Secured/Unsecured Bonds
Secured bonds are safer, where the company pledges certain assets that will be transferred over to the bondholder if the company isn’t able to repay their obligation. Unsecured bonds have no pledge/guarantee. If the company defaults/goes bankrupt,
Shareholder Equity
Another name for Book Value
Debentures
Another name for Unsecured Bonds. Bond/Debt Instrument not backed by collateral. Usually has terms longer than 10 years. They are only backed by the reputation and creditworthiness of the issuer.
Coupon
The official interest rate based on the bond’s par value. Note that this is different than the bond yield
Callability
The ability for the bond issuer to pay off a bond’s principle earlier. Possible if the bond has a call provision. Typically will be paid back with a premium added to the par value. Companies may do this if current interest rates are a lot lower
Bond Yield
The measured effective rate of return from the bond based on the actual price paid for the bond, whether directly issued bond or bought from the secondary market. Calculated by Annual interest payments / Face value of bond
Bond Face Value
Also called Par Value. The price of the bond at the time of issuance. After that, the price of the bond will fluctuate based on market conditions
CAGR
Compound Annual Growth Rate. Special formula that calculates the ‘smoothed’ rate of return. Because of how math works, trying to directly calculate the annual compound rate of return, factoring the natural swings in price, the simple calculation will give you a wild and likely wrong number.
Russell 1000, 2000, 3000
Russell 1000 tracks the U.S.’s 1000 largest companies. Russell 2000 tracks 2000 smaller cap companies. Many companies are newer growth companies Typically considered bellwether of U.S. economy (leading sheep of a stock, wearing a bell).

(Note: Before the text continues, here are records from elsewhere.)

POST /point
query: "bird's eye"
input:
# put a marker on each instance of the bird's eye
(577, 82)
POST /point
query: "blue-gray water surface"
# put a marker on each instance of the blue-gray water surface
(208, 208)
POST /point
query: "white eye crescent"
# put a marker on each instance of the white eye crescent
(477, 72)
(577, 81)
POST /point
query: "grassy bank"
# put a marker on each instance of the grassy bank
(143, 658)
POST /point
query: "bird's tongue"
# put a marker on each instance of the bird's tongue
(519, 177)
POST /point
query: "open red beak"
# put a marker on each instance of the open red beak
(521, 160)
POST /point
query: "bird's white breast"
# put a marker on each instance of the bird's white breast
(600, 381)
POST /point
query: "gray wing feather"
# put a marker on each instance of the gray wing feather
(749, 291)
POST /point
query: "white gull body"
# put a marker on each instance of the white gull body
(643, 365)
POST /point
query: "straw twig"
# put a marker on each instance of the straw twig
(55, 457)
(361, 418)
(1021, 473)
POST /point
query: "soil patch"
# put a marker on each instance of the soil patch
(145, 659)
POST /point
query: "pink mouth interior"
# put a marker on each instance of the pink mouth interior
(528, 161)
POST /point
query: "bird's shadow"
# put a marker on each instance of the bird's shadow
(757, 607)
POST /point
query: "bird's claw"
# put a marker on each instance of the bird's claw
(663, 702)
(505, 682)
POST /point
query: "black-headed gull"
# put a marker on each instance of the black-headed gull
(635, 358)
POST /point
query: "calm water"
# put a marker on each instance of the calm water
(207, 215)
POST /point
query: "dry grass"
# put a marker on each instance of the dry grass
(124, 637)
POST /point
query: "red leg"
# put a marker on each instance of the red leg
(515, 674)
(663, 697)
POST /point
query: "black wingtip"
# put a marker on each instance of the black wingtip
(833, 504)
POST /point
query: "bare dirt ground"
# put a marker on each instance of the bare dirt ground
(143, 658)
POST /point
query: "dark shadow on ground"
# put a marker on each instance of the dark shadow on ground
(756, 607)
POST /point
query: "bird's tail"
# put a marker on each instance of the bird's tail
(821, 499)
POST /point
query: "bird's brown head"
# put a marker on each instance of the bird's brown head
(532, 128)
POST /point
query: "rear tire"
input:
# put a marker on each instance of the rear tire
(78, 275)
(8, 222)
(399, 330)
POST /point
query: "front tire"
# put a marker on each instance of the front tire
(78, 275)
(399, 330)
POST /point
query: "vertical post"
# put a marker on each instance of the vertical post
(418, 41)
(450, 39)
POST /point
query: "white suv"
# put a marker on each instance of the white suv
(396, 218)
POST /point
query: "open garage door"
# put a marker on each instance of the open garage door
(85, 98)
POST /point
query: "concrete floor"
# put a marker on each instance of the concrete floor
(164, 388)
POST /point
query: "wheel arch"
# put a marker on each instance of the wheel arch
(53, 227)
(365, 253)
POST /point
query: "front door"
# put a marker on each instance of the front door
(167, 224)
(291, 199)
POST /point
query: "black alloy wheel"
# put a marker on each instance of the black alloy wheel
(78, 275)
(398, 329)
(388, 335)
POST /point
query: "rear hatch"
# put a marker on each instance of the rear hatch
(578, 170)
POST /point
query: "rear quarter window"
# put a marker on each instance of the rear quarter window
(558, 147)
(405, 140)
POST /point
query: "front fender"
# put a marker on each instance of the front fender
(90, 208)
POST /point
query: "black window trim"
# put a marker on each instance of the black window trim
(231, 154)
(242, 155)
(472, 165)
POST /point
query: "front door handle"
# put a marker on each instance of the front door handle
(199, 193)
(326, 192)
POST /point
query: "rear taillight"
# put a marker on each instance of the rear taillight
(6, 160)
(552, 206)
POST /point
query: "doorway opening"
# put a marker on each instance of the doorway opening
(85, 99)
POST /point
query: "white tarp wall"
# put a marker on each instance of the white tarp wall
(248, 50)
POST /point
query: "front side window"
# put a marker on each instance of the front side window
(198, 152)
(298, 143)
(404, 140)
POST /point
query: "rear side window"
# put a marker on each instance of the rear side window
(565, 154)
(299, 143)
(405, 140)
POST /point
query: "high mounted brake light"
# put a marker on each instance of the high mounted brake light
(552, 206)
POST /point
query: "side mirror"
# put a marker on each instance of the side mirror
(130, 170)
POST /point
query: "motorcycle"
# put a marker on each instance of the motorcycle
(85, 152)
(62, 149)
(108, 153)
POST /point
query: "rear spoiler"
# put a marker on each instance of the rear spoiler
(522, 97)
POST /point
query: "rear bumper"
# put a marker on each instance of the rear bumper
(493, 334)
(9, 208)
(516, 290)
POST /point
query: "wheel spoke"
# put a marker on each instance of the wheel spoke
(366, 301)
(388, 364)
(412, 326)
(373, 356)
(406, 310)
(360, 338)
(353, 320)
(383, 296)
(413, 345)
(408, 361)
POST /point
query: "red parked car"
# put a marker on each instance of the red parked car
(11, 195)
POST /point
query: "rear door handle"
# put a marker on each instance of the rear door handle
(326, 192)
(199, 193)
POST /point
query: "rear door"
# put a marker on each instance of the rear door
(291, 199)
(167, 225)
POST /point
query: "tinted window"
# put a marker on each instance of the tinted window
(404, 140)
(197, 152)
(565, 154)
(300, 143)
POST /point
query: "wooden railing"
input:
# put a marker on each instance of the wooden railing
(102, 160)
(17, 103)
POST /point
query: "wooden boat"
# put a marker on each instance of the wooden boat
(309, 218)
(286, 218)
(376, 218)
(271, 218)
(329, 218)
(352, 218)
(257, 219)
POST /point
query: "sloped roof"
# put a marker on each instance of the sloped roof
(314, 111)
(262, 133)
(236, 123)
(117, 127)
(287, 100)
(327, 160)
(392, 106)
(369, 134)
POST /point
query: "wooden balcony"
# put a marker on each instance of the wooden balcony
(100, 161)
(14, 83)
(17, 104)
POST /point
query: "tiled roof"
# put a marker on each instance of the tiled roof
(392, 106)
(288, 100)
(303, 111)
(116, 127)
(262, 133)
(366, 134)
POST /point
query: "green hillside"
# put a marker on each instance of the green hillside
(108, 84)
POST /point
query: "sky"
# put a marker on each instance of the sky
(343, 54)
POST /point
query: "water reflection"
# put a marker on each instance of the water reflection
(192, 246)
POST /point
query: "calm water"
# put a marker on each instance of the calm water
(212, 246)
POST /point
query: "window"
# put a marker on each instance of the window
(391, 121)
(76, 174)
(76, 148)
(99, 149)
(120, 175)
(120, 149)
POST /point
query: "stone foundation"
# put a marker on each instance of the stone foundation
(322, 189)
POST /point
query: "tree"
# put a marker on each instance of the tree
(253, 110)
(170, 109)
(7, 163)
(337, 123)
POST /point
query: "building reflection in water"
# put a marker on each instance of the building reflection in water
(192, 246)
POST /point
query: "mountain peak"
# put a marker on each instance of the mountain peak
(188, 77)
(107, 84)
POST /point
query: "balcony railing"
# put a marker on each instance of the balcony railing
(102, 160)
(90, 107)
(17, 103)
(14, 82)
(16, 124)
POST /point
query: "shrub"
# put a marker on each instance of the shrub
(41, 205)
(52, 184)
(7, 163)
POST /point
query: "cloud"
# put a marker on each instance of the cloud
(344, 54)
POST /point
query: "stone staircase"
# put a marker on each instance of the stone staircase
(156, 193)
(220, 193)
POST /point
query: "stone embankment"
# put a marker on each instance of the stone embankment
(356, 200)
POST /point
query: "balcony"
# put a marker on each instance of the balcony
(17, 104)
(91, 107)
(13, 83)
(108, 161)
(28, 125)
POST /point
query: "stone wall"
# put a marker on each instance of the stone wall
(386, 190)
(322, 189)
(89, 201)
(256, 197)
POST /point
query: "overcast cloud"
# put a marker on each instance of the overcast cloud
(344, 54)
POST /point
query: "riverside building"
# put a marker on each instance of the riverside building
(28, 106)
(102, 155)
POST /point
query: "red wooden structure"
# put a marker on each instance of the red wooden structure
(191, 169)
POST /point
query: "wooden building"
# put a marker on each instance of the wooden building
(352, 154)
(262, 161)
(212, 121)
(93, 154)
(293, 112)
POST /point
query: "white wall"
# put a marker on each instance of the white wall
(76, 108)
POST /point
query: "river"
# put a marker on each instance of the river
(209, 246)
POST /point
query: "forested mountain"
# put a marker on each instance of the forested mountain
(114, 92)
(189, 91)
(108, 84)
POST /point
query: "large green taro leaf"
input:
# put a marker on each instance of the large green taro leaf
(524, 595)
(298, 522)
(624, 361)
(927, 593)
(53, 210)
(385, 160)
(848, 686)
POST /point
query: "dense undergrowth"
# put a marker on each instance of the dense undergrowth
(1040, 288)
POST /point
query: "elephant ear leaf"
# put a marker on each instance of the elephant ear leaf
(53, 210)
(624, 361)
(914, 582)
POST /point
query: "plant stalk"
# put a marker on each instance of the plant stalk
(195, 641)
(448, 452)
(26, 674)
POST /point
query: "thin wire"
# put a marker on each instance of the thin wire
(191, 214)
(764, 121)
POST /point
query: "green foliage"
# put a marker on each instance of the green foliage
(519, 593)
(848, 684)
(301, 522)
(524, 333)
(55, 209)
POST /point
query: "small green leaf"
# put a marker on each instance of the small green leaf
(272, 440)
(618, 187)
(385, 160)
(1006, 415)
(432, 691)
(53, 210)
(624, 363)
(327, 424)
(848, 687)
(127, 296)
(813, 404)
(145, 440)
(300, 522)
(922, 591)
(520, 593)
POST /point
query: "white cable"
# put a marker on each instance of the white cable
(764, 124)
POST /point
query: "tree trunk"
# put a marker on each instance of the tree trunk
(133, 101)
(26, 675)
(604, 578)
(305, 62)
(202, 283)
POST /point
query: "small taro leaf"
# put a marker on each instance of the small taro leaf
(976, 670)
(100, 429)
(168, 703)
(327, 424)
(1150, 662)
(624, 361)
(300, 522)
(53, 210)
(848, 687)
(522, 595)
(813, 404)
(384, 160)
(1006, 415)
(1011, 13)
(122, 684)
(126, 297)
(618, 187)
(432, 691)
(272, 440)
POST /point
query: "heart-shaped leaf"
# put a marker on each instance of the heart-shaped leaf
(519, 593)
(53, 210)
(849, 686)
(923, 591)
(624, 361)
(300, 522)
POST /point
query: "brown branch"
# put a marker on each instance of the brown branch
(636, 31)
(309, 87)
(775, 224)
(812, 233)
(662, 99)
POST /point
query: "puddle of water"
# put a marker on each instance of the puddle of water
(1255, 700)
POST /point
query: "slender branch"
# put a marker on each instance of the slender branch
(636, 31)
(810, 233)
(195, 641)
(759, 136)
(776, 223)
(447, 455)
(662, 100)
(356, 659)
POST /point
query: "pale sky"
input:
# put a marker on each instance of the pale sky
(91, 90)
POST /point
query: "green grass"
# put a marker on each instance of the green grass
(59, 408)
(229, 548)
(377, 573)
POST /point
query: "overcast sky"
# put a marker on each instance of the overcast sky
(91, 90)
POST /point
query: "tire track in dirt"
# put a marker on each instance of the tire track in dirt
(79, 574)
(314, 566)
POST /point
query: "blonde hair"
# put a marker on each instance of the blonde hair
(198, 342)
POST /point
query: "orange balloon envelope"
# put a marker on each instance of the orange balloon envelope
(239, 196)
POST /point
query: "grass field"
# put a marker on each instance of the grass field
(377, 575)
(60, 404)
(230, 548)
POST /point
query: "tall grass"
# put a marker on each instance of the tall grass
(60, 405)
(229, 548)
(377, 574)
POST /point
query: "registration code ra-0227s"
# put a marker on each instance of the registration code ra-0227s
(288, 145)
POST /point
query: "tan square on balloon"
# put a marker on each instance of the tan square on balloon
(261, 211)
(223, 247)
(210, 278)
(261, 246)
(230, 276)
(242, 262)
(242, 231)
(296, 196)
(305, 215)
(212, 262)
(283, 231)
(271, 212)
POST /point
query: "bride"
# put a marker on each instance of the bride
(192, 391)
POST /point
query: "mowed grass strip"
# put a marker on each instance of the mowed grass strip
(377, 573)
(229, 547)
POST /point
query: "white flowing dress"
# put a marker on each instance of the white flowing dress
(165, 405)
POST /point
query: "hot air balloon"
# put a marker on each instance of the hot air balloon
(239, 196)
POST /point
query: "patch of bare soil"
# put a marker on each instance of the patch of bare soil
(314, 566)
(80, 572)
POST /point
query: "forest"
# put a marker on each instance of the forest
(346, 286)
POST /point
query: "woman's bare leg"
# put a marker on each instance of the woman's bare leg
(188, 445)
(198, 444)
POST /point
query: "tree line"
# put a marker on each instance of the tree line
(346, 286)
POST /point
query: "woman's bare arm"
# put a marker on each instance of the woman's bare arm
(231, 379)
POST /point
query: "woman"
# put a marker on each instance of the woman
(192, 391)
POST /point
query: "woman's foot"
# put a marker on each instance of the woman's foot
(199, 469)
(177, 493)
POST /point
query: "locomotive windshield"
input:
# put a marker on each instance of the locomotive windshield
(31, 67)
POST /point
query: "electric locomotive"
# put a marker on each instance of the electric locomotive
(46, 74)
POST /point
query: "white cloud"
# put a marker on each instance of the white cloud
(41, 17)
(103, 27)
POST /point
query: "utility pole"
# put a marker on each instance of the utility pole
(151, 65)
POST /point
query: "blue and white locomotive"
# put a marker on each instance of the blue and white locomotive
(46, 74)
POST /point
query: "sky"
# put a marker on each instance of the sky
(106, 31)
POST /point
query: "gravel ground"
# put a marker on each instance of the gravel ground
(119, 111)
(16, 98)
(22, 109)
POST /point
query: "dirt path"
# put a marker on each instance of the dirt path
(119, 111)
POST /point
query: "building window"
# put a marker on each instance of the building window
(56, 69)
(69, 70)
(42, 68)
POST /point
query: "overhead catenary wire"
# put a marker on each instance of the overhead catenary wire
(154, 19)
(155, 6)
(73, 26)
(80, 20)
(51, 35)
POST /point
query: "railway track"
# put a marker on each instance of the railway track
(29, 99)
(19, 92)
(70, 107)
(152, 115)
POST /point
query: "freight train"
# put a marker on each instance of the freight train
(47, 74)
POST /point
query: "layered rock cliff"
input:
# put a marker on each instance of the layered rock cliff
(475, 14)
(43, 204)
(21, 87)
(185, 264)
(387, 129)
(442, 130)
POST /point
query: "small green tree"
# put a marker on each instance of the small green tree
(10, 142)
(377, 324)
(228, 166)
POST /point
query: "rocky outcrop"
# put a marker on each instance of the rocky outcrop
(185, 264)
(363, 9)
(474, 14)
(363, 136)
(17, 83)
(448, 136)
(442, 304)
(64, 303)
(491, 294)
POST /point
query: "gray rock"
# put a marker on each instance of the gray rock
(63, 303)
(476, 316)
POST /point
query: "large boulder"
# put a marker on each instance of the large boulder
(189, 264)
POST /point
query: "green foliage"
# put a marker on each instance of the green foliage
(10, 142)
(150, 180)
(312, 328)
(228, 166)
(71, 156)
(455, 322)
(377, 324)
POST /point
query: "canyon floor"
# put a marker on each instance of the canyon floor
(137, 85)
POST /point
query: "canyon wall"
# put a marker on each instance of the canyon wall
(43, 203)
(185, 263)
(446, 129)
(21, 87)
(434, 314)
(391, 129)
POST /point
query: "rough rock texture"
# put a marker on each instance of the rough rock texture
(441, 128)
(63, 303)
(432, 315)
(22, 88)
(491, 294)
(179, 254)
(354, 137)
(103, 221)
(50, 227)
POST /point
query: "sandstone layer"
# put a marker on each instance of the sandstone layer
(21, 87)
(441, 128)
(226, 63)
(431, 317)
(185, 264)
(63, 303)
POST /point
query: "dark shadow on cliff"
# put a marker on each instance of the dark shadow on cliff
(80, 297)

Russell 3000 is collectively the Russell 1000 and Russell 2000 and is regarded as one of the best barometers for the overall U.S. stock market’s performance
Earnings Yield
EPS divided by Stock price (E/P). The inverse of the PE ratio. Expressed as a percentage. Used to compare companies against each other. All other things equal, the company with a larger Earnings Yield will be the better investment.
Senior Securities
Typically offers less returns than lower ranked securities due to being safer
Working Capital
Current assets - current liabilities. A measure of a company’s liquidity, operational efficiency, and its short term financial health. Having a very high working capital is a strong indicator of a company’s ability to grow and invest. In fact, if it’s boom times and they have too much working capital, could be a bad sign that they’re not pushing or investing as hard as their competition (unless they already have a huge lead and are making the smartest decisions and investments, and don’t see an opportunity that currently justifies throwing a lot of money at it)
Liquidity
The ability for an asset or security to be quickly converted into cash without impacting its market price. The most liquid asset of all is cash itself.